A North Carolina defense attorney whose alcohol consumption was the subject of a death row appeal says his drinking may have affected another case in which a man was sentenced to death.
Thomas Portwood testified Monday in Superior Court that his habit may have affected his representation of Nathan Bowie, who was sentenced to death eight years ago for killing two men.
Portwood also represented Ronald Frye, executed in August for the 1993 murder of his landlord.
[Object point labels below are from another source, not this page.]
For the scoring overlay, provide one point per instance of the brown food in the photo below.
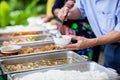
(19, 40)
(41, 49)
(19, 34)
(40, 64)
(29, 50)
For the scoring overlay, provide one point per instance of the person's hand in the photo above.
(48, 18)
(82, 42)
(69, 4)
(63, 13)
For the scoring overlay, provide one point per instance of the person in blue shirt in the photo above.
(104, 18)
(79, 27)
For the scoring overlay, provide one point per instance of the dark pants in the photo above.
(112, 57)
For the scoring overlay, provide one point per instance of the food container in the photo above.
(36, 49)
(15, 34)
(42, 61)
(86, 66)
(25, 39)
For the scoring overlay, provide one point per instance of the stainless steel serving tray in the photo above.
(53, 56)
(39, 38)
(10, 37)
(34, 45)
(86, 66)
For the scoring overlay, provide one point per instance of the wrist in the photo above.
(93, 42)
(56, 12)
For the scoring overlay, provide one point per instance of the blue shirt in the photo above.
(103, 15)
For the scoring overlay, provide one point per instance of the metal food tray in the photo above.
(34, 45)
(39, 38)
(53, 56)
(10, 37)
(86, 66)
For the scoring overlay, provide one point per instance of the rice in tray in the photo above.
(66, 75)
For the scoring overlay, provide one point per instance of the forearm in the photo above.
(74, 13)
(109, 38)
(56, 12)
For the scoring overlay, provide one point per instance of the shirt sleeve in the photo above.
(117, 28)
(79, 4)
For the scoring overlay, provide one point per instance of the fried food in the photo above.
(29, 50)
(20, 34)
(38, 64)
(19, 40)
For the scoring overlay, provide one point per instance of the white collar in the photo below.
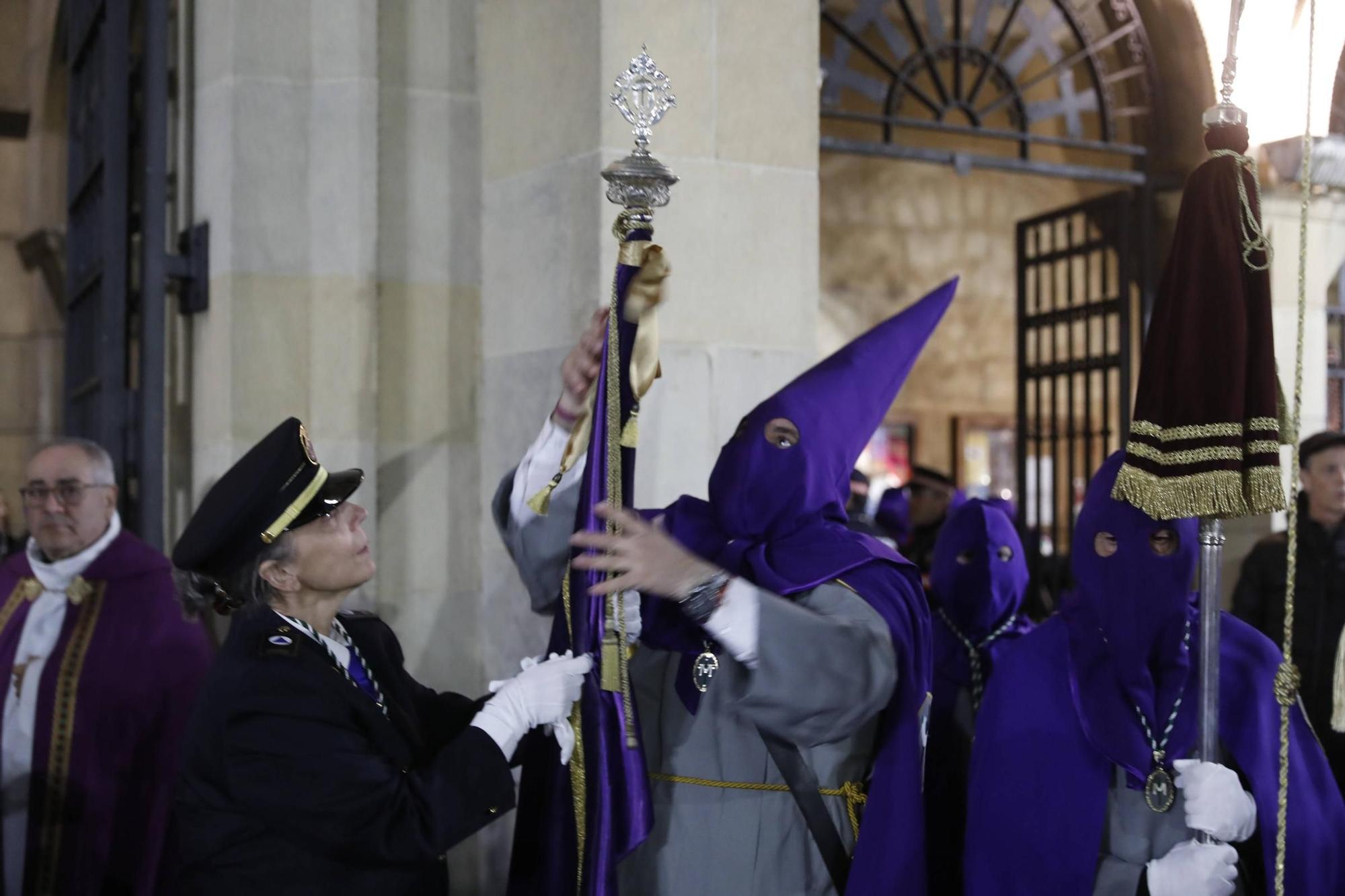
(59, 575)
(338, 637)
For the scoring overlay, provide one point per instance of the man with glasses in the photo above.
(933, 495)
(103, 671)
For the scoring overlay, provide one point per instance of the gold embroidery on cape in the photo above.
(63, 740)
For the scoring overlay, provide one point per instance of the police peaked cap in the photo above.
(275, 487)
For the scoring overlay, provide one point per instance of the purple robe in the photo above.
(112, 705)
(1061, 715)
(777, 517)
(978, 581)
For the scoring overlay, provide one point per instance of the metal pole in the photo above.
(1211, 559)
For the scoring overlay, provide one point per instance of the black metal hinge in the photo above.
(189, 271)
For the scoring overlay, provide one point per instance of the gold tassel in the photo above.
(610, 674)
(1339, 688)
(631, 431)
(541, 502)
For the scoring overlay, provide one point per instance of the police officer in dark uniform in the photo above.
(314, 762)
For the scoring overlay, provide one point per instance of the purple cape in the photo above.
(1039, 784)
(112, 706)
(618, 809)
(777, 518)
(978, 580)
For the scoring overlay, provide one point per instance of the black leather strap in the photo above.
(804, 787)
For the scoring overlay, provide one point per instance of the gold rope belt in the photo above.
(853, 792)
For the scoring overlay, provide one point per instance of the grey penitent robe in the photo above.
(825, 669)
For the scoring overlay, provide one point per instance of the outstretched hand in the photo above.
(580, 369)
(640, 557)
Several prominent attorneys filed appeals that said Frye should have gotten a life sentence instead because Portwood did such a poor job.
State and federal courts rejected the appeals.
Portwood said Monday that he drank half a fifth of 80-proof rum every night during Bowie's trial.
'I did not feel I was impaired at the time,' Portwood said, 'but I know what the scientific studies show, and they show that alcohol is an impairing substance.'
The attorney said therapy helped him realize alcohol could have affected his performance without his realizing it.
Bowie, 30, was sentenced to death in 1993 for the murders two years earlier of two men outside an apartment complex.
Bowie and his new attorneys have asked a judge for a new trial, or at least a new sentencing hearing. The defense lawyers contend Bowie's case was damaged by Portwood's drinking and the inexperience of co-counsel Mark Killian.